Are you a beginner looking to start your fitness journey but unsure of how much exercise you should be doing? It can be overwhelming to figure out how much exercise is appropriate for your fitness level, especially if you're new to the world of fitness. In this blog post, we'll discuss how much you should workout as a beginner and provide tips to help you get started on your fitness journey.
As a beginner, you may be experiencing pain points such as a lack of knowledge about how much exercise you should be doing and doubts about your fitness level. You may also be unsure of what types of exercises to do and how often to do them. These pain points can make it difficult for you to start your fitness journey with confidence.
So, how much should you workout as a beginner? The American Heart Association recommends at least 150 minutes of moderate-intensity aerobic activity or 75 minutes of vigorous aerobic activity per week. This can be broken down into 30 minutes of exercise five days a week or 25 minutes of exercise six days a week. In addition to cardio, you should also aim to do strength training exercises at least two days a week.
In summary, as a beginner, you should aim to do at least 150 minutes of moderate-intensity aerobic activity or 75 minutes of vigorous aerobic activity per week. You should also incorporate strength training exercises into your routine at least two days a week.
Personal Experience
When I first started my fitness journey, I was unsure of how much exercise I should be doing. I started by doing 30 minutes of cardio five days a week and two days of strength training. As I progressed, I increased my exercise time to 45 minutes of cardio five days a week and three days of strength training. It's important to listen to your body and gradually increase your exercise time as you become more comfortable.
Tips for Beginners
1. Start slow - don't push yourself too hard in the beginning. Gradually increase your exercise time as you become more comfortable.
2. Find an exercise routine that works for you - try different types of exercises until you find something you enjoy. This will make it easier for you to stick to your routine.
3. Schedule your workouts - set aside specific times during the week for exercise. This will help you stay consistent with your routine.

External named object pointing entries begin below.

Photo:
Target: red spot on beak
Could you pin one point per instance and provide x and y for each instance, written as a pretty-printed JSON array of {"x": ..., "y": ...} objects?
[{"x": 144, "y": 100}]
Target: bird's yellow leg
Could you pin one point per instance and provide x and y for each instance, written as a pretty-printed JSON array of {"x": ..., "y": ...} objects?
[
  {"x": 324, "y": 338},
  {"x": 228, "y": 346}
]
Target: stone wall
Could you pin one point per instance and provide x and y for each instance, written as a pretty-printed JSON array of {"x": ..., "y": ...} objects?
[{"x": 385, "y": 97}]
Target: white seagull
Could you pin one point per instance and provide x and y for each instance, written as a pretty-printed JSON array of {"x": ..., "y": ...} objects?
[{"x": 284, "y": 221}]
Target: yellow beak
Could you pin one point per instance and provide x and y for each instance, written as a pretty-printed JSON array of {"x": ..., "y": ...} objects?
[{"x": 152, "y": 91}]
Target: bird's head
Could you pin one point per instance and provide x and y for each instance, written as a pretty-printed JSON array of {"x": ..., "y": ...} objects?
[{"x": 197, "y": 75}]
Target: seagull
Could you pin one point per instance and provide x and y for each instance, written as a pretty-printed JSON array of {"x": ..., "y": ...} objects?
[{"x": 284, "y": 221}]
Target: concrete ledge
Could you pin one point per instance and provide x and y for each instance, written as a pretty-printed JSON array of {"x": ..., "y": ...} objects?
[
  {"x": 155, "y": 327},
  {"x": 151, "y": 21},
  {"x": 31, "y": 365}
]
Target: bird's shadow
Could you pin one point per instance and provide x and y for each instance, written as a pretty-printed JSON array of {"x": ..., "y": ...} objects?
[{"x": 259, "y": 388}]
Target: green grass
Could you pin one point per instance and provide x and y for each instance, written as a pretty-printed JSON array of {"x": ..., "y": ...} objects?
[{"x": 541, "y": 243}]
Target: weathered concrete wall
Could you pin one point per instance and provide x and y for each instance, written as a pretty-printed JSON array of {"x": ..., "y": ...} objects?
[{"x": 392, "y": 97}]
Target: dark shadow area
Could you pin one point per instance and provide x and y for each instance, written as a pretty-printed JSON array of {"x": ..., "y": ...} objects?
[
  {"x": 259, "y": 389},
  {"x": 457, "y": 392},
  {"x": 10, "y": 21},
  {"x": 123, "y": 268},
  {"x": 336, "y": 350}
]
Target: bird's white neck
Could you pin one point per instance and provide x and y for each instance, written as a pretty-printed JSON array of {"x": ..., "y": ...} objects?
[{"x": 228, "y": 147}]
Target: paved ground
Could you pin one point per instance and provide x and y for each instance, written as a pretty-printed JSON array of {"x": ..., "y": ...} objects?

4. Don't forget to rest - rest days are just as important as exercise days. Make sure to give your body time to recover.
Importance of Exercise
Exercise has numerous benefits for your physical and mental health. It can help improve your cardiovascular health, increase your strength and endurance, and boost your mood. Regular exercise can also help reduce your risk of chronic diseases such as heart disease, diabetes, and obesity.
Types of Exercise
There are two main types of exercise: aerobic and strength training. Aerobic exercise, also known as cardio, includes activities such as running, cycling, and swimming. Strength training exercises include activities such as weight lifting and bodyweight exercises. It's important to incorporate both types of exercise into your routine to get the most benefits.
Tips for Strength Training
1. Start with bodyweight exercises - if you're new to strength training, start with exercises that use your bodyweight such as push-ups, squats, and lunges.
2. Use proper form - make sure you're using proper form when doing strength training exercises to prevent injury.
3. Gradually increase weight - as you become more comfortable with strength training, gradually increase the amount of weight you're lifting.
Conclusion of How Much Should I Workout as a Beginner
As a beginner, it's important to start slow and gradually increase your exercise time. Aim to do at least 150 minutes of moderate-intensity aerobic activity or 75 minutes of vigorous aerobic activity per week, and incorporate strength training exercises into your routine at least two days a week. Find an exercise routine that works for you and don't forget to rest. Regular exercise has numerous benefits for your physical and mental health, so start your fitness journey today!
Question and Answer
Q: Can I do more than 150 minutes of moderate-intensity aerobic activity per week?
A: Yes, you can do more than 150 minutes of moderate-intensity aerobic activity per week. Just make sure to listen to your body and gradually increase your exercise time.
Q: Do I have to do strength training exercises?
A: While strength training isn't required, it's highly recommended. Strength training exercises can help increase your strength and endurance, and reduce your risk of injury.
Q: How long does it take to see results?
A: Results vary from person to person, but typically you should start seeing results within a few weeks of starting a regular exercise routine.
Q: Can I do different types of exercises on the same day?
A: Yes, you can do different types of exercises on the same day. For example, you can do cardio and strength training exercises on the same day. Just make sure to give your body time to rest and recover.